This is a list of members of the Tasmanian Legislative Council from 2002 to 2006. Terms of the Legislative Council do not coincide with Legislative Assembly elections, with members serving eight-year terms, and two or three members facing re-election every year. The members have been categorised here according to the four-year terms of the Legislative Assembly so as to avoid the need for separate member lists for each year.

1 Independent Rosevears MLC Ray Bailey retired in 2002 at the conclusion of his term. He was replaced by another independent, Kerry Finch, at the periodic election.
2 The two incumbents facing re-election, Paul Harriss (Huon) and Sue Smith (Montgomery) were both returned.
3 Mersey MLC Geoff Squibb, Windermere MLC Silvia Smith and Derwent MLC Michael Aird faced re-election at the 2003 periodic elections. Squibb, an independent, was defeated by another independent, Norma Jamieson. Smith, an independent Labor member, was defeated by conservative independent Ivan Dean. Aird, a Labor member, was comfortably returned.
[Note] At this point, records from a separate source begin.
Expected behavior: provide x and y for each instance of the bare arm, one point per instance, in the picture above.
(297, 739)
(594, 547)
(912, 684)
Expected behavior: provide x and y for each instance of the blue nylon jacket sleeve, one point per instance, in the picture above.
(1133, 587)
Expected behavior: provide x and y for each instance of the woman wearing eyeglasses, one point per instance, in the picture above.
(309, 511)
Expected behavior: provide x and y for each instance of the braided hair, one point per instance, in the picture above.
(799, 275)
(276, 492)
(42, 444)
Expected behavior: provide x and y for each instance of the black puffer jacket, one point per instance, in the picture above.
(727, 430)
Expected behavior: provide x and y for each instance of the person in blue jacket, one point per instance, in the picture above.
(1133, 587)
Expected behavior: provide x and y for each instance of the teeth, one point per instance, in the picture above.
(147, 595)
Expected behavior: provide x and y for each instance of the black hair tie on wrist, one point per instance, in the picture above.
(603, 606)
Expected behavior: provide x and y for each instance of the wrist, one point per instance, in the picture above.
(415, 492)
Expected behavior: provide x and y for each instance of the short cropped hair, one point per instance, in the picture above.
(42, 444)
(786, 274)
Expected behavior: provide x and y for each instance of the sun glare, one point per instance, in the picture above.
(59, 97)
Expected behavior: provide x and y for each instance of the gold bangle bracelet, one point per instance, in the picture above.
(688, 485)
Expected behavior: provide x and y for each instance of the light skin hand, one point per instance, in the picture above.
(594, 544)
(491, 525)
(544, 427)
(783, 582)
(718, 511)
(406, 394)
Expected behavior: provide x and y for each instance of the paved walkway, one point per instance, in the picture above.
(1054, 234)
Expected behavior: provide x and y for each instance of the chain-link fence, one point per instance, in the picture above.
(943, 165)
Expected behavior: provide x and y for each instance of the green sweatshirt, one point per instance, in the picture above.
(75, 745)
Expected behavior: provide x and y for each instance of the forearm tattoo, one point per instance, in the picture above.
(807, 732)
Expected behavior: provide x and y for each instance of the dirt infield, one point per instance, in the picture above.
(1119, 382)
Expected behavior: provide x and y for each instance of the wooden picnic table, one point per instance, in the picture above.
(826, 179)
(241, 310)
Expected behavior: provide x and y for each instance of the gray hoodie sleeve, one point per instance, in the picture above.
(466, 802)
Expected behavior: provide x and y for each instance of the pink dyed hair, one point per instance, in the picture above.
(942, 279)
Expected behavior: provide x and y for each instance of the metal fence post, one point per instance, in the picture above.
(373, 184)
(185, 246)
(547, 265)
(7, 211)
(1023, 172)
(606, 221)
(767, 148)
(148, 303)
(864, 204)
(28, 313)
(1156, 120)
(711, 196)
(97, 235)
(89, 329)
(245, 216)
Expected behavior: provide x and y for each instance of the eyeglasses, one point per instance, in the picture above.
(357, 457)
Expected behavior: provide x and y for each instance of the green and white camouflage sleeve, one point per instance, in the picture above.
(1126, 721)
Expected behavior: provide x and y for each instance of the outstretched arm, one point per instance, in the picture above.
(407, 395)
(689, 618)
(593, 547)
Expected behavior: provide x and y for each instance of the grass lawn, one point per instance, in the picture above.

4 Aspley MLC Colin Rattray and Elwick MLC David Crean both retired at the 2004 periodic elections. Rattray's daughter Tania Rattray, like her father an independent, was elected in Aspley; another Labor member, Terry Martin, was elected in Elwick.
5 Murchison MLC Tony Fletcher, Rumney MLC Lin Thorp and Paterson MLC Don Wing faced re-election at the 2005 periodic elections. Independent MLC Fletcher retired and was succeeded by another independent, Ruth Forrest, with Wing and Thorp both re-elected.